Sager: Sicher stellte diese Konstellation höhere Anforderungen an die Fähigkeit, zu kooperieren, zu kommunizieren und sich schnell über Botschaften und Marschrichtung zu verständigen. Aber es hat auch den Vorteil, dass in komplexen Situationen mehr verschiedene Blickrichtungen in die Entscheidungsprozesse mit einfließen.

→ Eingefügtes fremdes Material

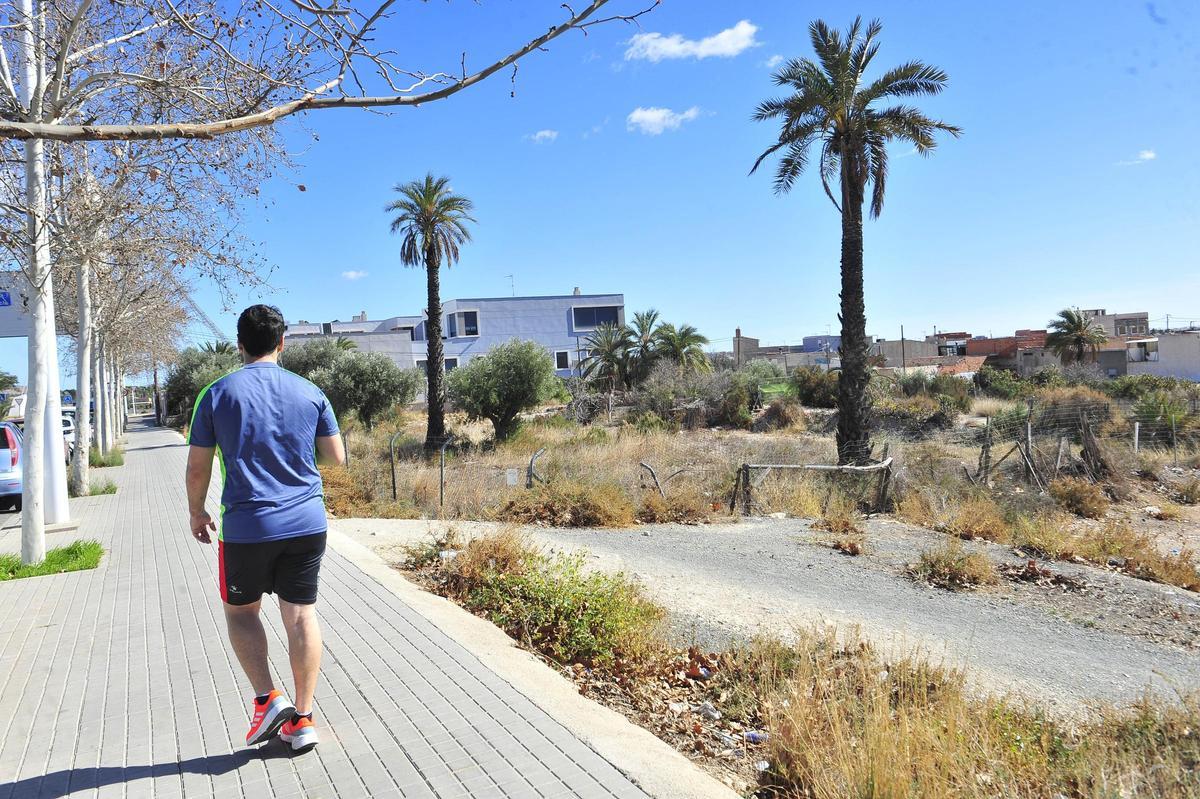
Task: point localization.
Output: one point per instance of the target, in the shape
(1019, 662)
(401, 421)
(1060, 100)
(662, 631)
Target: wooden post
(745, 488)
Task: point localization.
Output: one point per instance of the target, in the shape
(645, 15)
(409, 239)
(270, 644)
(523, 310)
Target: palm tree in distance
(832, 110)
(642, 342)
(609, 348)
(433, 223)
(1074, 336)
(683, 346)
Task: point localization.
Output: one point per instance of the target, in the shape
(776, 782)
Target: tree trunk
(81, 478)
(102, 432)
(853, 402)
(436, 430)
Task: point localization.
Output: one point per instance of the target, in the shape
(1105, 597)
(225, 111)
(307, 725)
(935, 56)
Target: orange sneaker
(269, 718)
(303, 734)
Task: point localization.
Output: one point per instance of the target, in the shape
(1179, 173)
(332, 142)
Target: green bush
(497, 386)
(1001, 383)
(573, 616)
(193, 370)
(815, 388)
(367, 383)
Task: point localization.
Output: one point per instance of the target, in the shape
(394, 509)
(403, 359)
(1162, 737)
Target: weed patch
(115, 457)
(953, 568)
(73, 557)
(1080, 497)
(570, 504)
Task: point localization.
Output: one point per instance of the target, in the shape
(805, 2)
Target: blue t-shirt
(264, 422)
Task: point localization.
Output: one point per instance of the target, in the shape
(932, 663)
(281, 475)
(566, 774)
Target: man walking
(269, 427)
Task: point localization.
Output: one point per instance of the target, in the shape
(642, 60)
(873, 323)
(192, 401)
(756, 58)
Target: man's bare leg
(304, 650)
(249, 641)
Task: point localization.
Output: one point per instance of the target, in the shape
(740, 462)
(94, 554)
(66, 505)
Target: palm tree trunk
(853, 403)
(436, 430)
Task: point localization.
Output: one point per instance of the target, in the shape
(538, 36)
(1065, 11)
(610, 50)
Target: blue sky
(1073, 184)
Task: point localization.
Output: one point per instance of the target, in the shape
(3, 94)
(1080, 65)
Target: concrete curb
(651, 763)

SPIEGEL ONLINE: Fritz Kuhn wurden schon öfters Ambitionen auf das Amt des Fraktionschefs nachgesagt. Wird das Personenkarussell in der Fraktion jetzt wieder in Gang gesetzt, nachdem der Parteitag gerade sein Ende als Parteichef besiegelt hat?

Sager: Das ist doch Spökenkiekerei, wie wir in Hamburg sagen. Kaffeesatzleserei. Fest steht, dass die Partei mit dem Abstimmungsergebnis zur Trennung von Amt und Mandat, das ich nicht gut finde, verantwortungsbewusst umgehen muss.